Oggi, con l’emergenza sanitaria, nei nostri ospedali e nelle nostre case si fa largo uso di presidi monouso per la cura dei pazienti e gran parte dei dispositivi di protezione individuale sono in materiale plastico. Anche la distribuzione degli alimenti torna a ricorrere alle confezioni plastiche per motivi igienici. Forse, questo fatto aiuterà a valutare con razionalità l’appropriato utilizzo dei materiali dopo anni di demonizzazione senza criterio. Ora occorre comprendere che, dopo l’utilizzo, ciò che conta davvero è non disperdere la plastica nell’ambiente recuperando materia ed energia attraverso impianti dedicati. 

 

Emissioni in atmosfera e inceneritori

È indispensabile ricordare che in tempi ordinari (senza i blocchi di attività e di trasporti dovuti al Covid) l’intero sistema della gestione dei rifiuti incide per il totale dei gas climalteranti emessi in Italia per 4,3% del totale secondo l’Inventario Italiano dei Gas Climalteranti 1990-2017 pubblicato da ISPRA nel 2019. http://www.isprambiente.gov.it/it/pubblicazioni/rapporti/italian-greenhouse-gas-inventory-1990-2017.-national-inventory-report-2019

Di questo 4,3 %, il contributo maggiore è costituito dalle discariche con il 74%, mentre gli inceneritori contribuiscono per lo 0,9%.  Ancora, dall’inventario delle emissioni Arpa Emilia Romagna, pubblicato nel 2019 e relativo a dati 2015, apprendiamo che il complessivo sistema di gestione dei rifiuti della Regione incide per lo 0,8% sugli Nox e lo 0,01 delle polveri totali.

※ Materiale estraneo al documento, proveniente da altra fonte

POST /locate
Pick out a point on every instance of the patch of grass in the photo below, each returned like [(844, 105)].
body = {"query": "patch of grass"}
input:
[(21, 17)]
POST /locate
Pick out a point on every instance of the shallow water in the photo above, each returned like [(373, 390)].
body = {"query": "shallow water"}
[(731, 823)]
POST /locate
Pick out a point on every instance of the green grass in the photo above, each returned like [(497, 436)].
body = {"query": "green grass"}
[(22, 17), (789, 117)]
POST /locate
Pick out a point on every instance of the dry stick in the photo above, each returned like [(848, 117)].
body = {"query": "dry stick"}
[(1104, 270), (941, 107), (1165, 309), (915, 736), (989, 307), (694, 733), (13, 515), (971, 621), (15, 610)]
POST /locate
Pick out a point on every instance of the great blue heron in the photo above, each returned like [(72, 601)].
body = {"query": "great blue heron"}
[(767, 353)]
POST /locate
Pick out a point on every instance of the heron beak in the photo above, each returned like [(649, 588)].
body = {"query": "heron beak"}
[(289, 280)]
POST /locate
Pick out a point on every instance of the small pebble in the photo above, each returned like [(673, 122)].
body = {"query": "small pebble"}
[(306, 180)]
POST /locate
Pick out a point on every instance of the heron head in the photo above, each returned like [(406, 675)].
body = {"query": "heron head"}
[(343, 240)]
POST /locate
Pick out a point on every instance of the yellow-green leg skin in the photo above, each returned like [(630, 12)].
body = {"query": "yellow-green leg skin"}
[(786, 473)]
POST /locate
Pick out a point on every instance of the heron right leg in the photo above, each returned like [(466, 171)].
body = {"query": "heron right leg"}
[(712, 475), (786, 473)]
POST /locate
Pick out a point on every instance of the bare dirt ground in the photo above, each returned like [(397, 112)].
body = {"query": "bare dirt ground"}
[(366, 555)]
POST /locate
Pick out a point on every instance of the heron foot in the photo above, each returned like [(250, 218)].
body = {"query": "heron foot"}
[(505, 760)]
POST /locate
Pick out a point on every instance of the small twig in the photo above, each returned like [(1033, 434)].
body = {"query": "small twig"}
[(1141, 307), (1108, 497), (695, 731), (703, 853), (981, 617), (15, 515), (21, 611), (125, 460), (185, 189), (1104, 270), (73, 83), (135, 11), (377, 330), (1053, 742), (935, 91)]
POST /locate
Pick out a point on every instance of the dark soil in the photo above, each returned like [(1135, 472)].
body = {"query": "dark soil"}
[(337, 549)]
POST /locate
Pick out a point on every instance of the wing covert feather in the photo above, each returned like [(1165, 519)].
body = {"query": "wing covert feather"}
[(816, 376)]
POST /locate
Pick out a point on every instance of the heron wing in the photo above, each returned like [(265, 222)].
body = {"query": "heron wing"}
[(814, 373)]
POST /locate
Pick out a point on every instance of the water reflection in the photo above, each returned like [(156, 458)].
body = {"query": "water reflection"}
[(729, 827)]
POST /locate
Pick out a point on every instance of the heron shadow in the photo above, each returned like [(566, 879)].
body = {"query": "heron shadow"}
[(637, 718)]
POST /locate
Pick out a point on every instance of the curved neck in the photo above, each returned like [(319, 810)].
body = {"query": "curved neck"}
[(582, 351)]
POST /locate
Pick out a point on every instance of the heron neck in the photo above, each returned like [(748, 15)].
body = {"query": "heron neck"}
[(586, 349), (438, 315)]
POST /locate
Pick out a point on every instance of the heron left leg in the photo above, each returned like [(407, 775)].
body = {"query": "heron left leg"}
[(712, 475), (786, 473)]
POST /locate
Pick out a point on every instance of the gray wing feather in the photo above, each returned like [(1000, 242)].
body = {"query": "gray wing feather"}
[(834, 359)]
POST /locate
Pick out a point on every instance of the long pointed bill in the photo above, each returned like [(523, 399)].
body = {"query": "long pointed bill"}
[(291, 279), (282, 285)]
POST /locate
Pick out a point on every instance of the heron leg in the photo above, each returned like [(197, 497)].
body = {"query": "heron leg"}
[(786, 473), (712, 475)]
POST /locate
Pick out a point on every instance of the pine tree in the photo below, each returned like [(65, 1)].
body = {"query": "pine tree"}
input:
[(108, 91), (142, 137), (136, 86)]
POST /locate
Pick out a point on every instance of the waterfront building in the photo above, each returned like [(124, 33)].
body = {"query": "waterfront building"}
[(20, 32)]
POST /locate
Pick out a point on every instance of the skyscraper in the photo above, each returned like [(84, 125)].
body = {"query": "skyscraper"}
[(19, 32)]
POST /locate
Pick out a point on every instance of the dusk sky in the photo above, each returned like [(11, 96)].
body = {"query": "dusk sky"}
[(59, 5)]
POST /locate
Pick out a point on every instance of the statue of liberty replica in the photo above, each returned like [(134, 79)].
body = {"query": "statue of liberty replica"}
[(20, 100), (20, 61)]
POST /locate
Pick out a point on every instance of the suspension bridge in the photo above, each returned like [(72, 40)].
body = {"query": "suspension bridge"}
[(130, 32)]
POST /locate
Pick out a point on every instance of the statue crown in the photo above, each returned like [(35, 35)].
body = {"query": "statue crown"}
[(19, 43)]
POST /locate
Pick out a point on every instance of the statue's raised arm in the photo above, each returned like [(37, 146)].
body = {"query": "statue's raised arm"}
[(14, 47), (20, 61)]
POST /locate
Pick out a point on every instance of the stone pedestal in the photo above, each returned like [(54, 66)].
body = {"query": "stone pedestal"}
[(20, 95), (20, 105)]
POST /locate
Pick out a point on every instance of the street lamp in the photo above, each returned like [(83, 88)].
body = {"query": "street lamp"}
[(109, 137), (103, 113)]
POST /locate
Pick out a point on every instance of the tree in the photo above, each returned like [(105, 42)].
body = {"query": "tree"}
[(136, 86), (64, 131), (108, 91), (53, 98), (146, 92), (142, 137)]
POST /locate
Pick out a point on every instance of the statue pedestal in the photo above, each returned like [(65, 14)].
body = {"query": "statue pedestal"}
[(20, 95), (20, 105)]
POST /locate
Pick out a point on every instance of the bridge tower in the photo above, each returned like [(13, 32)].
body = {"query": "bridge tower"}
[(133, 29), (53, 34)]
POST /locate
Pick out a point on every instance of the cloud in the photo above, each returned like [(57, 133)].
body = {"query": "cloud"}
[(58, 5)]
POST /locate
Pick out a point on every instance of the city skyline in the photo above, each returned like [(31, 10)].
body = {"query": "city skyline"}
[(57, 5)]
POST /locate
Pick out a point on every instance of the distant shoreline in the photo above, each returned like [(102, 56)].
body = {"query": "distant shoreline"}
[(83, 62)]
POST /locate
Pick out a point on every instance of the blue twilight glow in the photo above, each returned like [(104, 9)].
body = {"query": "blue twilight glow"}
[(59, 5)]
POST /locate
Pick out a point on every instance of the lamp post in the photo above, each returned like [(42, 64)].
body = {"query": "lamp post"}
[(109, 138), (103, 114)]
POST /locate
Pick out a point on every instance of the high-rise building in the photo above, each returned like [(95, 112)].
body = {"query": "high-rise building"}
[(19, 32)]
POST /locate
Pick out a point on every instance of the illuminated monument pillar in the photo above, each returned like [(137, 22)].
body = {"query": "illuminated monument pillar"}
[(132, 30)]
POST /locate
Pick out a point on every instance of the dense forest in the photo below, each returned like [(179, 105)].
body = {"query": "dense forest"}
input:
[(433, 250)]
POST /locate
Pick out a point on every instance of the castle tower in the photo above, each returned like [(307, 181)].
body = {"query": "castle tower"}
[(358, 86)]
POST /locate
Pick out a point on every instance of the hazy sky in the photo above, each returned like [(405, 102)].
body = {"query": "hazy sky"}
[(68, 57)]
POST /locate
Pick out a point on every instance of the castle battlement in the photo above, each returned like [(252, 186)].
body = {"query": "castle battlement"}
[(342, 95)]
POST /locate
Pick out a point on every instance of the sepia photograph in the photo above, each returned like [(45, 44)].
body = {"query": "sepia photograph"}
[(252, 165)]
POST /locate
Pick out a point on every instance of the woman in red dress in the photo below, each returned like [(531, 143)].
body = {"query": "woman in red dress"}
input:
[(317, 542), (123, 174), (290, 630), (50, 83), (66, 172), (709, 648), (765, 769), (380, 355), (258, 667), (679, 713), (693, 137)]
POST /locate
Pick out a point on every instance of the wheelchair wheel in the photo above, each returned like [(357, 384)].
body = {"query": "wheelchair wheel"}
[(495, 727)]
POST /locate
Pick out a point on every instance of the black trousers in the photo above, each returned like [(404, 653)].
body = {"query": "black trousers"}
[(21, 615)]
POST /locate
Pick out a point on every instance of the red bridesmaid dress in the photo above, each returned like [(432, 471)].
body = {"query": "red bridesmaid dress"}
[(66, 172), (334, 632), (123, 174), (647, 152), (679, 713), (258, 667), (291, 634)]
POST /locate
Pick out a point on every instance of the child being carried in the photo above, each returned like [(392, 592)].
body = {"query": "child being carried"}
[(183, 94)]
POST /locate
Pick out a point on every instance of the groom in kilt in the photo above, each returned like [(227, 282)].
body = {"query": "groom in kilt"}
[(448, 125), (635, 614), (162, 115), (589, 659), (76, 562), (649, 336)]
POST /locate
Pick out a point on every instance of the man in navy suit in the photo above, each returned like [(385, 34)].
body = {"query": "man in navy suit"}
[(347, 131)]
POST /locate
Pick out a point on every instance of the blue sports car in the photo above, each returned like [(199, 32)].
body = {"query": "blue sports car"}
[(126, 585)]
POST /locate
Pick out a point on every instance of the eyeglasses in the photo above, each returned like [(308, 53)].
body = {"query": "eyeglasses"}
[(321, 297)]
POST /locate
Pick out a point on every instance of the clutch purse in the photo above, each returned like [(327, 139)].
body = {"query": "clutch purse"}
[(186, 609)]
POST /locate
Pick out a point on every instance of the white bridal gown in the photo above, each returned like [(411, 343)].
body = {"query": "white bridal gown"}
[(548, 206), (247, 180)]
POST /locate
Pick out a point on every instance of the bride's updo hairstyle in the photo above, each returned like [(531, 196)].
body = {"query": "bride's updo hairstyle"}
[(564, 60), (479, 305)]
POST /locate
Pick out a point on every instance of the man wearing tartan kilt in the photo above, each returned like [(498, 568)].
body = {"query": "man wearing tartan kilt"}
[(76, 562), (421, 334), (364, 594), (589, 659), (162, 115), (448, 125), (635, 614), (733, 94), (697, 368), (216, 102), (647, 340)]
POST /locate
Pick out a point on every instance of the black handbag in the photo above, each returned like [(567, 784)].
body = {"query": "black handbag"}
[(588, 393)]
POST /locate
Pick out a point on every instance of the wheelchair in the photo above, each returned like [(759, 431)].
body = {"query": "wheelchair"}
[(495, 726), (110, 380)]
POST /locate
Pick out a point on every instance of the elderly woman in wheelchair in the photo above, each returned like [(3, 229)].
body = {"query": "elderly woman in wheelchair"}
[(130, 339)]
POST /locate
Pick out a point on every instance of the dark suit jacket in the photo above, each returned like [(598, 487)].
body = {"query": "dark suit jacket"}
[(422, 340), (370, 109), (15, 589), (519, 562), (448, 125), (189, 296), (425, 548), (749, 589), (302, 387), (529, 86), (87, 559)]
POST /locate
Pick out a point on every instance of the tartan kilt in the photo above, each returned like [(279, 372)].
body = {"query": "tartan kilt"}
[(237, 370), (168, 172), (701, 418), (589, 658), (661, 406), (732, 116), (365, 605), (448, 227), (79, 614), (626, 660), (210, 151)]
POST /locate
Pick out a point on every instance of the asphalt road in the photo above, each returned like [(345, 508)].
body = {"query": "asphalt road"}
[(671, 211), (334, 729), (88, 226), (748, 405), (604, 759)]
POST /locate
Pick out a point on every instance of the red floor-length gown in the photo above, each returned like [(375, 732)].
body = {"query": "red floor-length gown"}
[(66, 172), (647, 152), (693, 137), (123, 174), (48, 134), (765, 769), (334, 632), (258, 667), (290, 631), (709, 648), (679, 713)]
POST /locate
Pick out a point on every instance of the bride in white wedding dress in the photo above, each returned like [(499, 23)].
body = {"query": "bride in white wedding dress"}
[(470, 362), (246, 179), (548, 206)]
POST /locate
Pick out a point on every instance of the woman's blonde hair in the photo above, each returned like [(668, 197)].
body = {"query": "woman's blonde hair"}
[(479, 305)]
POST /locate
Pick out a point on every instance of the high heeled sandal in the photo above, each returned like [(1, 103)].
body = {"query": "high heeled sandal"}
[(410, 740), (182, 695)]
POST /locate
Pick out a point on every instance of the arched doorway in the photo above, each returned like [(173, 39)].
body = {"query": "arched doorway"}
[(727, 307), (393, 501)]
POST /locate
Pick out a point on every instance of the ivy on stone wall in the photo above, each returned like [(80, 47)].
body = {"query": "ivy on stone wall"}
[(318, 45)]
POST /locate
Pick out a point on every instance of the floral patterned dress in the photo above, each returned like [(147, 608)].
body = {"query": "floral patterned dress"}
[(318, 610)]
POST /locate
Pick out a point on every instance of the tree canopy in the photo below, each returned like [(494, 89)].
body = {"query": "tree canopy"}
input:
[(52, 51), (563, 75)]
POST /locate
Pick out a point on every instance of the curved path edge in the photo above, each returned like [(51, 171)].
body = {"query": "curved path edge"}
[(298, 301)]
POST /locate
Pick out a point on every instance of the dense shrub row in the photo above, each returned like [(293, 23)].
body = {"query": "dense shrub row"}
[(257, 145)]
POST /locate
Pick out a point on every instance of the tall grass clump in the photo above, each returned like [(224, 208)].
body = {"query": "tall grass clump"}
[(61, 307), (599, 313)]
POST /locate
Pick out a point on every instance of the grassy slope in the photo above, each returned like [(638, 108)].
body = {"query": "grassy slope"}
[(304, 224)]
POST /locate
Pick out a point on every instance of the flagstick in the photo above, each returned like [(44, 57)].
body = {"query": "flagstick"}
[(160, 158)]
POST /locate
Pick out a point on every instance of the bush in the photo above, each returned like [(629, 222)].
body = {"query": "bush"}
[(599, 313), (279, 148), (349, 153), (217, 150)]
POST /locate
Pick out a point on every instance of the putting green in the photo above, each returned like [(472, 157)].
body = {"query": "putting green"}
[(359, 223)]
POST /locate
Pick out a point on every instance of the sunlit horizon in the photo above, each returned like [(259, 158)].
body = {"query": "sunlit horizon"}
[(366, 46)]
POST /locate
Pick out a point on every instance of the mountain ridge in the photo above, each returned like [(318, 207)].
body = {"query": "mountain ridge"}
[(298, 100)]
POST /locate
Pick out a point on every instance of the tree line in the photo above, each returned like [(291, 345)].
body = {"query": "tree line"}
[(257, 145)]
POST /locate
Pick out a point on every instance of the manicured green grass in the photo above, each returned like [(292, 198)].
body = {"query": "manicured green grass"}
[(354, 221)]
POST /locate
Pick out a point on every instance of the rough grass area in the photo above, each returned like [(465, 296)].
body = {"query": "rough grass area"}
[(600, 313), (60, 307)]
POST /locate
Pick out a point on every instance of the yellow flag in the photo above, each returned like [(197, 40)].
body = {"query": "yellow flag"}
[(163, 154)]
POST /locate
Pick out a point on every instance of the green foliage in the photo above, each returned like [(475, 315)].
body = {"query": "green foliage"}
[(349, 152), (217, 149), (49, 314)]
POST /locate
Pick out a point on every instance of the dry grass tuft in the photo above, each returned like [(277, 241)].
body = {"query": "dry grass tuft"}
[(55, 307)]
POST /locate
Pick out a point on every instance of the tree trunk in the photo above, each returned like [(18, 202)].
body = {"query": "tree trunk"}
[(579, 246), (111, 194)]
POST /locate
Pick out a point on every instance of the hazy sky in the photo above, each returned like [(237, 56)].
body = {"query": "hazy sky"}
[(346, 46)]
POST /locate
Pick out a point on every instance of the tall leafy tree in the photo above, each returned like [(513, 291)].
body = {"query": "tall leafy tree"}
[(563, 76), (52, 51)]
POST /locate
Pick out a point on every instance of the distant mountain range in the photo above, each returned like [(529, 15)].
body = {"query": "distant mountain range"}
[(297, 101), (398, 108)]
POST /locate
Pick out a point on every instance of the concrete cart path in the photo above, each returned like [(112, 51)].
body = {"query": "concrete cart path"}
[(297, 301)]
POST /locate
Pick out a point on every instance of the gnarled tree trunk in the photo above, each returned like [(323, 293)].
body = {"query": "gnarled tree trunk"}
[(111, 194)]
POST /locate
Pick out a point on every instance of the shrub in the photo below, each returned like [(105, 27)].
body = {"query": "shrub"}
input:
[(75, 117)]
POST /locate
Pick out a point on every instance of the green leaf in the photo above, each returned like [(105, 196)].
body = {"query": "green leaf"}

Insomma, la diffusione di questi dati potrebbe smentire utilmente chi continua a osteggiare gli impianti di gestione dei rifiuti paventando problemi all’ inquinamento dell’aria che, invece, sono causati proprio dalle discariche. E le discariche continuano a esistere e ad estendersi in Italia e all’estero proprio grazie a chi si oppone agli altri impianti di gestione dei rifiuti, in particolare, ai termovalorizzatori.